The Girl Who Ran Wild is a 1922 American comedy-drama film directed by Rupert Julian. It is a black and white silent film released by Universal which is based on the 1863 novella M’liss: An Idyll of Red Mountain by Bret Harte. It is a remake of the 1918 film M’Liss. The film was written by George C. Hull and features cast such as Gladys Walton (as M’liss), Marc Robbins (“Bummer” Smith), and Vernon Steele (The Schoolmaster). It is a western melodrama which was released on October 9, 1922. It was filmed in Seven Oaks, California.

==Plot==
As described in a film magazine, Melissa Bummer, whom everyone called "Old Man Bummer's Wildcat," told the world that she could take care of herself after her Dad died and left her alone in a shack in the hills. Shabbily clad, barefoot, her hair knotted and uncombed, M'Liss scorned the girls from the city who had Mamas and always had ribbons in their hair. But this was before the new Schoolmaster came, and she began to realize how sadly ignorant she was. Of course, he was handsome and well groomed. M'Liss was not surprised by that, but she could believe her ears when he told her that he loved her and wanted her to go away with him. The little wildcat of the mountains began to earnestly study her textbooks, to wear becoming clothes supplied by her two guardians, and awoke to all that she had been missing before in her solitary existence in her father's shack.

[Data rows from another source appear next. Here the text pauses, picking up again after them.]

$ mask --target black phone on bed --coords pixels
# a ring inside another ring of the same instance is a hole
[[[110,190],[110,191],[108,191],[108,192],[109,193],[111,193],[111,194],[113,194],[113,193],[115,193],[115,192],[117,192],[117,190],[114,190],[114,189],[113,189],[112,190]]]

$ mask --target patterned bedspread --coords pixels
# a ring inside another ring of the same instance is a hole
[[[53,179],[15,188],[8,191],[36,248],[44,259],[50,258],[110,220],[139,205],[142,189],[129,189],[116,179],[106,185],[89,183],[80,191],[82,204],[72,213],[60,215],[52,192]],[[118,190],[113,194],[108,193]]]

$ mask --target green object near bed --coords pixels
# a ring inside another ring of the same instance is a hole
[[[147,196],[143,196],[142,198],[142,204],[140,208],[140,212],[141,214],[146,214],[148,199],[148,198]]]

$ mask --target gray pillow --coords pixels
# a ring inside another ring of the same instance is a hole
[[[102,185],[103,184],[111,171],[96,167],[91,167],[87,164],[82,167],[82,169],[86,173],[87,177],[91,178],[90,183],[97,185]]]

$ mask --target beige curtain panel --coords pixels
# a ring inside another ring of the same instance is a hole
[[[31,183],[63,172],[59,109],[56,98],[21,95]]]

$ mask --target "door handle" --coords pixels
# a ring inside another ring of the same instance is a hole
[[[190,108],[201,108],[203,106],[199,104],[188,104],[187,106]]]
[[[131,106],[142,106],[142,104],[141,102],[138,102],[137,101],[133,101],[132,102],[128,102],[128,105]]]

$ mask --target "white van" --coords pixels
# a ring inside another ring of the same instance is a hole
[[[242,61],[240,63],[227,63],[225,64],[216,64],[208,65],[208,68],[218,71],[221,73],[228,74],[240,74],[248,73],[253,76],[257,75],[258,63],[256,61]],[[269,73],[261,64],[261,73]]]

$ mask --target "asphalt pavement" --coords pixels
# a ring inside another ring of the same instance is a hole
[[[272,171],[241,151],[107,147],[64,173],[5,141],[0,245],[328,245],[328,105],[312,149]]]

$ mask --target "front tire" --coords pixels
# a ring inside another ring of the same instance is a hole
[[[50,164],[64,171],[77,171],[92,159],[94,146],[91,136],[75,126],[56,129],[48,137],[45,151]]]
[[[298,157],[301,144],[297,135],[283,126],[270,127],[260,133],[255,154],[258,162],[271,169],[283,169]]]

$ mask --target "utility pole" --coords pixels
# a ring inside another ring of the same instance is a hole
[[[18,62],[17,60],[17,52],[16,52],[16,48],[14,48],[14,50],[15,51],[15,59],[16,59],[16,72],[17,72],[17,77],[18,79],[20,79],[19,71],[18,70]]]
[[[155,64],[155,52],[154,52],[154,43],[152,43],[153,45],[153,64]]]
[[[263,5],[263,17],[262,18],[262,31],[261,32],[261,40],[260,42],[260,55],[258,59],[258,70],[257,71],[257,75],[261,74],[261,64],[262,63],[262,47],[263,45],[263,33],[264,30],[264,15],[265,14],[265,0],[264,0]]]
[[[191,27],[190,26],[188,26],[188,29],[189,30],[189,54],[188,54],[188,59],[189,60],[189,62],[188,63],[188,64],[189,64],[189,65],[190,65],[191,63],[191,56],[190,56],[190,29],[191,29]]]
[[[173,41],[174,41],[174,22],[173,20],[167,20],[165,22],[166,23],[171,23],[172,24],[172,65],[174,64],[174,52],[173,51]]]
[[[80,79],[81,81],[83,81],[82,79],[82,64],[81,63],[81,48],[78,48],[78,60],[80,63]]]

One thing that M'Liss did not have to learn in school was the winsome ways of a maid to win a man. This is where her eternal feminine cropped out to beat the village belle to the goal.

==Cast==
- Gladys Walton as M'liss
- Marc Robbins as 'Bummer' Smith
- Vernon Steele as The Schoolmaster
- Joseph J. Dowling as Calaveras John (credited as Joseph Dowling)
- William Burress as Johnny Cake
- Al Hart as Preacher
- Nelson McDowell as Deacon McSnagley
- Lloyd Whitlock as Jack Velvet
- Lucille Ricksen as Clytie

==Preservation==
In February 2021, The Girl Who Ran Wild was cited by the National Film Preservation Board on their Lost U.S. Silent Feature Films list.